世界のロケット打ち上げは、近年急増しています。内閣府のまとめによれば、2025年に人工衛星などの軌道投入に成功したのは2020年の約3倍となる316回でした。米国がこのうち6割超の192回を占めています。米国は官民のすみ分けが鮮明で、NASAがアルテミス2などの難易度の高いプロジェクトを主導し、民間が衛星などの打ち上げに力を発揮しています。民間の大部分はスペースXです。
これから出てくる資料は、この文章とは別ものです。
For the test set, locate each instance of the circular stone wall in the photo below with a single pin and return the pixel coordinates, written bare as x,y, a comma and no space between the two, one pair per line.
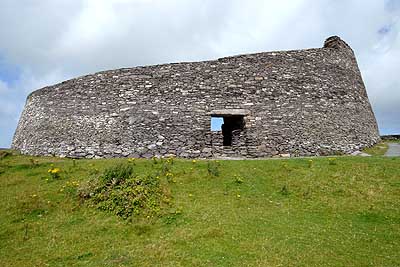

一方、日本はJAXAの主力ロケットH3の8号機の打ち上げが2025年12月に失敗したこともあり、今後の見通しが不透明です。衛星の打ち上げのほか、宇宙旅行などの有人宇宙輸送を目指す新興企業が登場していますが、計画通りに進む保証はありません。官民のロケット開発が滞れば、2030年代に年30回の打ち上げを目指す政府の目標達成が危うくなります。
スペースワンは、国内の民間ロケット打ち上げの先頭集団に位置付けられています。新興中小企業の技術開発を支援する政府の制度で、今後2年間にスペースワンに最大44.6億円、インターステラテクノロジズには最大73.7億円が交付されることになっています。政府は、国内の2030年代の宇宙産業市場を2020年の2倍の8兆円にする目標を掲げており、期待感を背景にスペースワンの出資者は当初の4倍の16社に増加し、200億円を超える資金を調達しています。